FIRST: That in accordance with the provisions of Section 242 of the General Corporation Law, the Board of Directors of the Corporation duly adopted resolutions setting forth a proposed amendment to the Fourth Amended and Restated Certificate of Incorporation of the Corporation, declaring said amendment to be advisable and directing that said amendment be submitted to the stockholders of the Corporation for consideration thereof. The resolution setting forth the proposed amendment is as follows:

RESOLVED, that Section A of Article IV of the Fourth Amended and Restated Certificate of Incorporation is hereby amended and restated to read in full as follows:

ARTICLE IV

A. Classes of Stock. The Corporation is authorized to issue two classes of capital stock designated “Common Stock” and “Preferred Stock”, respectively. The total number of shares which the Corporation is authorized to issue is Four Hundred Twenty Million (420,000,000), of which Four Hundred Million (400,000,000) shares shall be Common Stock, par value $0.01 per share, and Twenty Million (20,000,000) shares shall be Preferred Stock, par value $0.01 per share.”
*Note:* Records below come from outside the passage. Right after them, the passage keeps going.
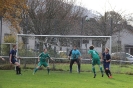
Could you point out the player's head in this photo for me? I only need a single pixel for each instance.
(91, 47)
(74, 47)
(106, 50)
(14, 46)
(45, 49)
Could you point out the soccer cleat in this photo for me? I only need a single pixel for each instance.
(110, 76)
(102, 74)
(33, 73)
(94, 76)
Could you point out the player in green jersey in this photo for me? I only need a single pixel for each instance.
(2, 58)
(42, 59)
(94, 56)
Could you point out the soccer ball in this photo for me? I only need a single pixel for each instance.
(87, 19)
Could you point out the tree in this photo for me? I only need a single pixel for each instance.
(11, 11)
(50, 17)
(106, 25)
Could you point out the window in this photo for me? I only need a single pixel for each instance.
(96, 43)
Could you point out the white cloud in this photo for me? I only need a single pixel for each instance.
(107, 5)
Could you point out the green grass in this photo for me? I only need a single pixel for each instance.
(62, 79)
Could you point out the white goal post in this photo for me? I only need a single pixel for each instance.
(62, 36)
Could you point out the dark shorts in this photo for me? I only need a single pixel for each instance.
(95, 61)
(13, 61)
(106, 65)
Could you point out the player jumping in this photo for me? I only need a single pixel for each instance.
(94, 56)
(42, 59)
(13, 59)
(75, 57)
(106, 62)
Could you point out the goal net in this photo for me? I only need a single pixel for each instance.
(59, 46)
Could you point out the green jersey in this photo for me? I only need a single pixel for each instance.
(44, 56)
(94, 54)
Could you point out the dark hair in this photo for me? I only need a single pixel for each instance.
(74, 45)
(91, 47)
(14, 45)
(107, 49)
(44, 48)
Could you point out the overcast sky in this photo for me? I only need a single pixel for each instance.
(101, 6)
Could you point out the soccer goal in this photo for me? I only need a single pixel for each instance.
(59, 46)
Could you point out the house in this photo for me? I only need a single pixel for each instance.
(124, 38)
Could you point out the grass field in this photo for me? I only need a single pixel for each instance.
(62, 79)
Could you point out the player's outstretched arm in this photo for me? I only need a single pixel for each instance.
(38, 59)
(2, 58)
(10, 58)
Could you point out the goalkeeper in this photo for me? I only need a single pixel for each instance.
(75, 57)
(95, 60)
(42, 59)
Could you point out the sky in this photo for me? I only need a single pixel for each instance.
(122, 6)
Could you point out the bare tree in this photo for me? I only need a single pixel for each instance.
(106, 25)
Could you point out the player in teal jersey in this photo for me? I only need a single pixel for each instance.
(42, 59)
(2, 58)
(95, 60)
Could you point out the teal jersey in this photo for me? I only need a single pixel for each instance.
(44, 57)
(94, 54)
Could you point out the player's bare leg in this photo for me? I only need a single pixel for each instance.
(101, 70)
(18, 69)
(48, 69)
(35, 70)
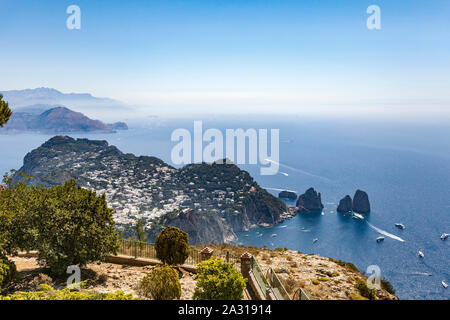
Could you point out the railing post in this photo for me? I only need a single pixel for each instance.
(206, 254)
(246, 264)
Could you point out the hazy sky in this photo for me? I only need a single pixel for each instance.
(235, 55)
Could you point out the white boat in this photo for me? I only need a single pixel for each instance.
(400, 226)
(358, 216)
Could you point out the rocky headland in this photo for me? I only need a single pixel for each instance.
(310, 201)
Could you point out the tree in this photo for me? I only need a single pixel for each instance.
(7, 270)
(218, 280)
(162, 283)
(172, 246)
(140, 231)
(67, 225)
(5, 111)
(18, 205)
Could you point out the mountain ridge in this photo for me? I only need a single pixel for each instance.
(58, 119)
(209, 201)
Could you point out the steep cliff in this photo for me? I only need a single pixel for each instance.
(209, 201)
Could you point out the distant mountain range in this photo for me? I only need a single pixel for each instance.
(56, 120)
(45, 110)
(211, 202)
(47, 96)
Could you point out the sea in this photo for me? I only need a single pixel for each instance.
(404, 166)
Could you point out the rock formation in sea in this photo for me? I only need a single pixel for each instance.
(287, 195)
(345, 205)
(310, 201)
(361, 202)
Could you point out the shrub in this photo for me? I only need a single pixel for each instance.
(218, 280)
(172, 246)
(356, 296)
(7, 270)
(162, 283)
(364, 290)
(67, 225)
(386, 285)
(48, 293)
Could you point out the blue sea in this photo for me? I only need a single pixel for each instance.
(403, 166)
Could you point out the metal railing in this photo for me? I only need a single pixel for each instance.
(259, 276)
(138, 249)
(278, 288)
(271, 284)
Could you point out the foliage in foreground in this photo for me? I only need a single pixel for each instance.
(218, 280)
(162, 283)
(172, 246)
(386, 285)
(7, 270)
(67, 225)
(48, 293)
(5, 111)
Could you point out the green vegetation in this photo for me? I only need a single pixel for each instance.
(67, 225)
(7, 270)
(48, 293)
(364, 290)
(172, 246)
(218, 280)
(5, 111)
(356, 296)
(162, 283)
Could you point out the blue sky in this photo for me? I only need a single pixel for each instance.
(288, 56)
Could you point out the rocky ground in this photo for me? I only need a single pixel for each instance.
(100, 277)
(320, 277)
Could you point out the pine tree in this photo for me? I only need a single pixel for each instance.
(5, 111)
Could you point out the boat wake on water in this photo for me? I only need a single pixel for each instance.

SECOND: That thereafter, the holders of the necessary number of shares of capital stock of the Corporation gave their written consent in favor of the foregoing amendment in accordance with the provisions of Section 228 of the Delaware General Corporation Law.

THIRD: That the amendment of the Fourth Amended and Restated Certificate of Incorporation herein certified has been duly adopted in accordance with the provisions of Section 242 of the General Corporation Law of the State of Delaware.

IN WITNESS WHEREOF, Purple Communications, Inc. has caused this Certificate of Amendment to be signed by Michael J. Pendergast, its duly authorized General Counsel and Secretary, this              day of                     , 2010.